Explorer Captain James Cook, who gave this plant the botanical name of “intoxicating pepper”, first discovered kava kava. Kava has been used for over 3,000 years for its medicinal effects as a sedative, muscle relaxant, diuretic, and as a remedy for nervousness and insomnia.

My first thought was a sarcastic “Wow, Captain Cook predates Jesus!” because, obviously, if it’s been in use for 3,000 years and he was the first to discover it, he must have lived 3,000 years ago.

Of course, this isn’t what the writer means. The writer means “Of the Anglo sect of humanity from whose perspective I write and you are forced to read, Captain James Cook was the first to encounter this ancient herb.” Kava had no existence before it was found by whites: after being found by them, its prior existence became a simple “history”, suitable for books and encyclopedias. No more alive in today’s world than the Spanish Inquisition.
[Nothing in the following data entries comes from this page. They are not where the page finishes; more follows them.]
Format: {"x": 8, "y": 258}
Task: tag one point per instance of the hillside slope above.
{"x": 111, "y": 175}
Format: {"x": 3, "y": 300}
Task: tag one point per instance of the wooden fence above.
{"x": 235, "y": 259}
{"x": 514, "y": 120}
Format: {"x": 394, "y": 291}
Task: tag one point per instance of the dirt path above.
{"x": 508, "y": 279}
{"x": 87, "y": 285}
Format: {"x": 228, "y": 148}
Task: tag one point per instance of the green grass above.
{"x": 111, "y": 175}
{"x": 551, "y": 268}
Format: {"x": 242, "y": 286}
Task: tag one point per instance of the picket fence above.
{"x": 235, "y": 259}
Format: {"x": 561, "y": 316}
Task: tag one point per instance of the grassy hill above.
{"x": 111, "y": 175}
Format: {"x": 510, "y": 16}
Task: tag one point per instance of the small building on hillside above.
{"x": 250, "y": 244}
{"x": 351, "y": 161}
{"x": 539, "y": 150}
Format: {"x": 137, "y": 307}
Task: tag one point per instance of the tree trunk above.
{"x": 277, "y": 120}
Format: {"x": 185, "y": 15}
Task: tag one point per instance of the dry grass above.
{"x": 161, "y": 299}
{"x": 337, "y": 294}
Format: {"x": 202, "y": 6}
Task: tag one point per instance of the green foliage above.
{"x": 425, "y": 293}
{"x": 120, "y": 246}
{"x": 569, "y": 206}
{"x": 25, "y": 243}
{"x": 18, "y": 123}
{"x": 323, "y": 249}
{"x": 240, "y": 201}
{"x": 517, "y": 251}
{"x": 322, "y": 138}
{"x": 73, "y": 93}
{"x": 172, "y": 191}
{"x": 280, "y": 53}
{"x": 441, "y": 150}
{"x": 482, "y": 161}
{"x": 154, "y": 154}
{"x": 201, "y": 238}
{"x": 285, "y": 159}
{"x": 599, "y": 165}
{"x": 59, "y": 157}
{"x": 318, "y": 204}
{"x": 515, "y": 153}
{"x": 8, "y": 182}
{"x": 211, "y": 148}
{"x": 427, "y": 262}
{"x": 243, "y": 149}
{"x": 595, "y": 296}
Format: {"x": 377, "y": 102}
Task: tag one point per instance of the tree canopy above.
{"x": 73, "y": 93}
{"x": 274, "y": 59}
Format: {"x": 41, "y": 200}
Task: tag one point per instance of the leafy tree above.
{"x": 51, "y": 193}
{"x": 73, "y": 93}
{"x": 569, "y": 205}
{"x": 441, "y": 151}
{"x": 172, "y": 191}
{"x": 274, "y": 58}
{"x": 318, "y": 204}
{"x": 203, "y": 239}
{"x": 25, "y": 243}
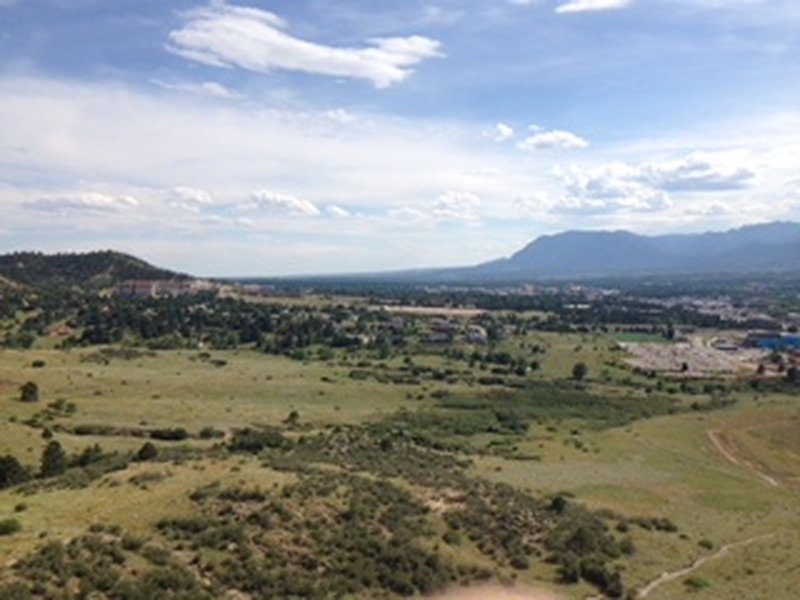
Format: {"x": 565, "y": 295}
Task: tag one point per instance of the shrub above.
{"x": 11, "y": 472}
{"x": 29, "y": 392}
{"x": 147, "y": 452}
{"x": 10, "y": 527}
{"x": 54, "y": 460}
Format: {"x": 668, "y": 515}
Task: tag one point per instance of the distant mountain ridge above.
{"x": 92, "y": 269}
{"x": 769, "y": 247}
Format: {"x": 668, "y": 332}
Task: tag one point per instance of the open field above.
{"x": 704, "y": 472}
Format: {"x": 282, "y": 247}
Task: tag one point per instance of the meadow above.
{"x": 415, "y": 446}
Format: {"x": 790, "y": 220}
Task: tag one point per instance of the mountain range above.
{"x": 770, "y": 247}
{"x": 86, "y": 270}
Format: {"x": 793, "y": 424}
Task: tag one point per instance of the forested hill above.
{"x": 91, "y": 269}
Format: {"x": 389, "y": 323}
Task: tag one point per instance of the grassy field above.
{"x": 664, "y": 467}
{"x": 667, "y": 467}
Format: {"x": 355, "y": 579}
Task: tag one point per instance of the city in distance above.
{"x": 446, "y": 299}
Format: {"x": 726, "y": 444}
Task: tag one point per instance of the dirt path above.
{"x": 673, "y": 575}
{"x": 728, "y": 449}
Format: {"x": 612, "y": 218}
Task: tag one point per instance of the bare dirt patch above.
{"x": 726, "y": 446}
{"x": 673, "y": 575}
{"x": 687, "y": 359}
{"x": 498, "y": 592}
{"x": 434, "y": 311}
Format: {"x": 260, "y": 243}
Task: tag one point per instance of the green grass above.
{"x": 660, "y": 467}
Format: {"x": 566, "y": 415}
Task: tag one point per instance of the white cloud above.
{"x": 612, "y": 188}
{"x": 341, "y": 116}
{"x": 225, "y": 36}
{"x": 210, "y": 89}
{"x": 191, "y": 199}
{"x": 456, "y": 206}
{"x": 337, "y": 211}
{"x": 83, "y": 201}
{"x": 698, "y": 172}
{"x": 556, "y": 138}
{"x": 283, "y": 203}
{"x": 652, "y": 186}
{"x": 502, "y": 132}
{"x": 576, "y": 6}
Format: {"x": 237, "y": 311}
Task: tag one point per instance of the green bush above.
{"x": 10, "y": 527}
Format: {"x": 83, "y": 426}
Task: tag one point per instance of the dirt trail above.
{"x": 728, "y": 449}
{"x": 673, "y": 575}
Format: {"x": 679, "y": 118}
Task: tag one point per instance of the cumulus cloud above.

After my initial sarcasm, however, I was sobered by the realization that I’d grown up hearing similarly idiotic statements and I’m not sure at what age I stopped accepting them without thinking. “Christopher Columbus discovered America! And a bunch of people living on it! Who, um, somehow had no idea it was there until he pointed it out to them!” And for a nice added dash of Anglo privilege, let’s not forget the man’s real name was Don Cristoval Colon - but if that’s what we’d learned in the first grade, we’d have immediately recognized he wasn’t of Anglo descent and perhaps gotten the dangerous idea that people other than English speakers could contribute to society (or whatever it was he did). As an added bonus, we gloss over the fact that he thought he was on the other side of the world and the natives he met were therefore Indians. Instead of getting a good laugh for that one, we just didn’t make the distinction for about 200 years - and when we did suddenly realize how unfair that was of us, we didn’t bother to consult the people we’d been calling Indians. We just came up with the name “Native Americans” and patted ourselves on the backs for being so PC. “American Indians” saw it a bit differently, however:

At an international conference of Indians from the Americas held in Geneva, Switzerland at the United Nations in 1977 we unanimously decided we would go under the term American Indian. We were enslaved as American Indians, we were colonized as American Indians and we will gain our freedom as American Indians and then we will call ourselves any damn thing we choose. –Russell Means

Freedom, sure - but you’ll also need history privileges if you want to make it stick.